Never mind that he's just informed his subordinates that if word of an earlier mishap gets out their company will be ruined. Or that the students don't seem too shocked, amazed or -- more realistically -- disbelieving of what they've been told or asked to do.

Then there's the fact that one student is sent back without his glasses (since they weren't invented yet) and thus will be blind in a foreign setting. Another favorite part is when new rules are suddenly disclosed to the participants, right when they're in the middle of something important and/or dangerous and when the film needs to add some conflict and complications.

For sci-fi (and particularly time travel) purists, however, the worst factor is that neither the students nor those who send them back seem too concerned about the old time travel conundrum about purposefully or accidentally changing the past.

From that old short story about a lone squashed butterfly in the past changing everything in the present through many a sci-fi flick, that temporal element has been a mainstay of the genre. Donner and company, however, only seem concerned with devising and unleashing what they think are some clever related moments concerning what amount to circular time travel elements.

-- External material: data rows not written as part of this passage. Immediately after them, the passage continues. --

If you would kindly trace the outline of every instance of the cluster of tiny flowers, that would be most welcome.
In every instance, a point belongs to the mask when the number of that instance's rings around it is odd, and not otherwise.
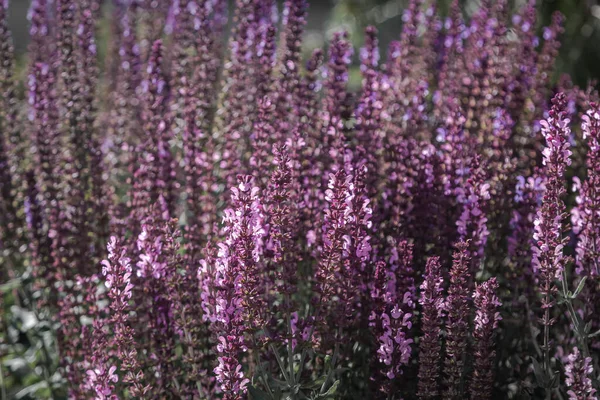
[[[31,1],[20,73],[0,1],[0,394],[597,397],[559,13],[409,0],[304,59],[307,0],[104,3]]]
[[[591,357],[583,357],[577,347],[569,354],[565,366],[565,383],[569,390],[569,400],[597,400],[596,389],[592,385],[594,367]]]

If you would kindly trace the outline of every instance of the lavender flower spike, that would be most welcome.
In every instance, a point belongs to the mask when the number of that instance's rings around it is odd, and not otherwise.
[[[107,249],[108,260],[102,261],[102,275],[106,277],[105,285],[112,310],[110,319],[114,333],[112,344],[121,360],[121,371],[125,375],[123,381],[130,385],[131,395],[144,399],[149,387],[143,385],[144,374],[137,360],[134,332],[129,322],[129,299],[133,290],[131,264],[125,255],[125,247],[114,236],[110,238]]]
[[[446,359],[444,360],[444,399],[463,398],[461,380],[465,367],[471,311],[469,245],[469,242],[460,242],[456,245],[456,251],[453,254],[454,261],[450,270],[450,288],[446,298],[448,337],[446,339]]]
[[[216,328],[218,330],[215,368],[225,400],[243,398],[250,382],[244,377],[238,354],[247,350],[245,333],[262,325],[264,312],[259,288],[257,261],[264,229],[258,188],[251,176],[239,176],[231,189],[233,208],[225,211],[227,239],[221,243],[216,260]]]
[[[571,164],[571,151],[569,150],[569,118],[567,117],[567,103],[564,93],[558,93],[552,99],[552,109],[546,120],[540,121],[542,134],[546,139],[546,148],[543,151],[543,173],[546,179],[546,191],[542,199],[542,206],[536,214],[534,221],[533,239],[533,270],[538,274],[539,291],[542,294],[542,317],[544,367],[550,367],[549,341],[550,327],[555,320],[551,318],[550,310],[554,306],[553,296],[557,291],[556,279],[562,279],[565,256],[563,247],[566,238],[562,237],[562,220],[565,217],[564,174],[567,166]]]
[[[582,117],[581,130],[583,138],[589,145],[587,159],[587,179],[580,183],[577,196],[577,207],[572,210],[571,221],[573,231],[579,234],[576,247],[577,275],[600,275],[599,254],[600,226],[600,107],[596,103],[590,104],[590,109]]]
[[[493,366],[496,353],[494,346],[494,331],[502,318],[498,308],[502,305],[496,291],[498,282],[491,278],[475,288],[475,367],[471,382],[472,399],[491,399],[493,385]]]
[[[569,400],[598,400],[596,389],[592,386],[594,367],[591,357],[583,357],[577,347],[569,354],[565,365],[565,383],[569,390]]]
[[[423,336],[419,344],[419,391],[420,399],[437,398],[438,379],[440,376],[439,361],[442,350],[440,332],[444,310],[439,257],[430,257],[425,266],[425,279],[421,284],[421,330]]]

Unfortunately, and despite the participants being elated over discovering their place in time, the material isn't terribly clever, scientifically accurate or particularly interesting. That pretty much holds true for most of the film.

The historical setting into which the time travelers have been sent isn't overly compelling (from a historical or storytelling perspective), the medieval action and battle scenes (save for some cool looking catapult action) are boring and don't remotely look realistic, and we simply don't care about the characters or their rescue mission. It certainly doesn't help that everything's far too hokey, and the performances generally don't help matters.

The worst offender is Paul Walker, the film's biggest marquee name due to having appeared in the "Fast and Furious" films. He's about as bland as one can imagine and his performance here is the equivalent of nails down the proverbial chalkboard.

Frances O'Connor ("A.I.: Artificial Intelligence," "Bedazzled") is misplaced and miscast, Billy Connolly ("The Last Samurai," "Mrs. Brown") can't do much with his character and Neal McDonough ("Minority Report," "Ravenous") plays too much of a stereotypical, B-movie action star hero. Gerard Butler ("Reign of Fire," "Dracula 2000") and Anna Friel ("Me Without You," "An Everlasting Piece") barely manage to create some mildly interesting characters, but the lame and listless script even undermines that.

Maybe it's the far reaching curse of Monty Python (and the Holy Grail), but filmmakers seem to be on roll of recent in making goofy medieval pictures. Whether it was the contemporary (but far more entertaining) elements in "A Knight's Tale" or the equally bad Martin Lawrence flick, "Black Knight," "Timeline" now joins the illustrious group.

Rather awful, but not bad enough in a fun sort of way, the film offers a few unintentional laughs but the rest of the amazingly insipid dramatic, action and sci-fi material make this a waste of both your time and money. "Timeline" rates as just a 3 out of 10.